After his stint in the navy, Schultheis went to work for United as an airfreight agent, but at that point there was little indication he would be spending his life in the industry. “I did it for six months, then I wanted out and moved over to the passenger side,” he says. His spell on the opposite side of the fence lasted two years, then a friend from the forwarding industry brought to his attention an opening at Airborne Express, and that was that. Schultheis stayed with Airborne for about seven years, then took an offer from AEI, which subsequently morphed into Danzas and finally into DHL Global Forwarding.
In the following years he worked “in just about everything”, the early aversion to the airfreight side long gone. “It was a lot of fun. It was very fast paced,” he recalls.
Some of those experiences would be impossible to replicate today. Owing to a lack of freighters between the US east coast and the UK, for a while AEI ran a CL-44 between JFK and London Stansted. It would carry about 50,000 pounds on a good day. Initially the ‘plane did not have a navigation system and used to fly by the stars. Then, one night, the pilots missed the lights at Shannon, so the company bought a navigation system and plugged it in. “It sounds like the pioneering days of aviation, but this was the 1970s,” Schultheis says.
Informal help was at hand in those days. “If my truck broke down, we would go to [rival] Circle Freight and they would give us a truck,” Schultheis recalls.
Since then the industry has changed and yet it has not changed, he finds. One of the biggest changes was the transformation of airfreight from a premium service into a commoditised offering. Shippers and their supply chains have become more sophisticated, but the speed of airfreight has not increased. Airfreight has lost traffic to ocean carriers, but also to the integrators, and it may lose more to the likes of Amazon, he warns.

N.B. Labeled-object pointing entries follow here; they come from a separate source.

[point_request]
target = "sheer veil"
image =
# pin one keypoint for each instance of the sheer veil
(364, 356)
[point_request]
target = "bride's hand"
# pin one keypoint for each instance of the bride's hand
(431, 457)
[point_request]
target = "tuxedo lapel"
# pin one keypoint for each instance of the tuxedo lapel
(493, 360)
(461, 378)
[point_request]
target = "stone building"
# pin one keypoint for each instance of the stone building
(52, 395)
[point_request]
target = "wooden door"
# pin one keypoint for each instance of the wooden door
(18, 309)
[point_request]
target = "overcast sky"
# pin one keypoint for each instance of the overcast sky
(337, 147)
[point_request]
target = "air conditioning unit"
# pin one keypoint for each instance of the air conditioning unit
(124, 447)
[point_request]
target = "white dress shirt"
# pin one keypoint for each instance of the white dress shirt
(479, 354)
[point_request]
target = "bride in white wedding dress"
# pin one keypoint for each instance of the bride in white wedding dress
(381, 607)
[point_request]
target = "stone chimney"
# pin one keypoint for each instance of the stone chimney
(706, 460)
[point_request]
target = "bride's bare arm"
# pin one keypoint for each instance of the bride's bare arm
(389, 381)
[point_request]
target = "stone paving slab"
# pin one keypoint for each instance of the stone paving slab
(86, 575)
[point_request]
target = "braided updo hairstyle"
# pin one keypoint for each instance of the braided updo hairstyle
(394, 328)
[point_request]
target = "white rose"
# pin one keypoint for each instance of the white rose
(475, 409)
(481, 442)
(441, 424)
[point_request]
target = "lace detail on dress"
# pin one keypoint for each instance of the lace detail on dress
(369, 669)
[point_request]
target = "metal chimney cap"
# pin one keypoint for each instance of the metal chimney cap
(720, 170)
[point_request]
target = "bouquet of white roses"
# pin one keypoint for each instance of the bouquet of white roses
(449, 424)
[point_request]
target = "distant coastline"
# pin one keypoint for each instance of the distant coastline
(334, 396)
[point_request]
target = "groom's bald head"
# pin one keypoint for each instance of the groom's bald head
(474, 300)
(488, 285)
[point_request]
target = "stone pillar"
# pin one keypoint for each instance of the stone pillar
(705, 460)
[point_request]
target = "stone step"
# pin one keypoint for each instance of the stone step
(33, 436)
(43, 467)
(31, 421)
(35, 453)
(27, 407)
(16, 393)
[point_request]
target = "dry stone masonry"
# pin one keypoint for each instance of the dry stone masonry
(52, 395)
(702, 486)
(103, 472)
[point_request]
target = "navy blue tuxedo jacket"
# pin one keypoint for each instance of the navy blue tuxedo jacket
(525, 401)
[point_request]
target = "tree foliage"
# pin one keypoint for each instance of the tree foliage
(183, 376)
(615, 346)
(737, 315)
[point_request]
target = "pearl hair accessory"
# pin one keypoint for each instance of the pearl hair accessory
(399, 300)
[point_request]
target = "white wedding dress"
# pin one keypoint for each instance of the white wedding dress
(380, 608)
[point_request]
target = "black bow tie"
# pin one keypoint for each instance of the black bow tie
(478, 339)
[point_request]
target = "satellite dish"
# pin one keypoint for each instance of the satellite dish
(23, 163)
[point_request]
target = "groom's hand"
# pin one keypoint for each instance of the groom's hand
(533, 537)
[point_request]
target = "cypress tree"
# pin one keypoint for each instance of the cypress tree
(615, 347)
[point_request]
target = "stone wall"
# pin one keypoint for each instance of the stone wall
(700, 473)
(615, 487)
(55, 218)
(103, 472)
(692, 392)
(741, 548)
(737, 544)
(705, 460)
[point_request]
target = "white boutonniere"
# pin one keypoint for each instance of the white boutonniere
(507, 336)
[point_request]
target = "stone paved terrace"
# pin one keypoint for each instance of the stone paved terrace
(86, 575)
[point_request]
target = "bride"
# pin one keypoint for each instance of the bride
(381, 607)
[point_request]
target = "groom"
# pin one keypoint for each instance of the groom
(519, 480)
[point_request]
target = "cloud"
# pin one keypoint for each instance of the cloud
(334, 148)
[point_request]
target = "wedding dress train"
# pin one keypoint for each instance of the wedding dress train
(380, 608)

Forwarders have to align themselves with their customers and respond to their structural needs beyond transportation, to provide visibility on landed cost of transportation options, or the best areas for clients to procure or domicile themselves.
The pressure on margins will remain, Schultheis is certain. Shippers look to reduce costs in logistics, not in their sales and marketing, he points out.
Above all, forwarders need the ability to communicate reliable information in real time. “As an industry, we have to invest in IT,” he urges. This should also help vis-a-vis the rise of e-commerce, a phenomenon that carries much promise but also challenges, such as security and devising ways to bring goods to the end customer.
Schultheis officially retired from DHL Global Forwarding in late April, but he remains with the company for some time in a consulting capacity.
Besides being an “avid, terrible golfer”, he loves diving [scuba], which opened up a new world to him. “There is more water than land on this planet, but it is the last part that we explore,” he reflects.
If he manages to extricate himself from the air cargo business this time, he may have more opportunity for this personal modal shift.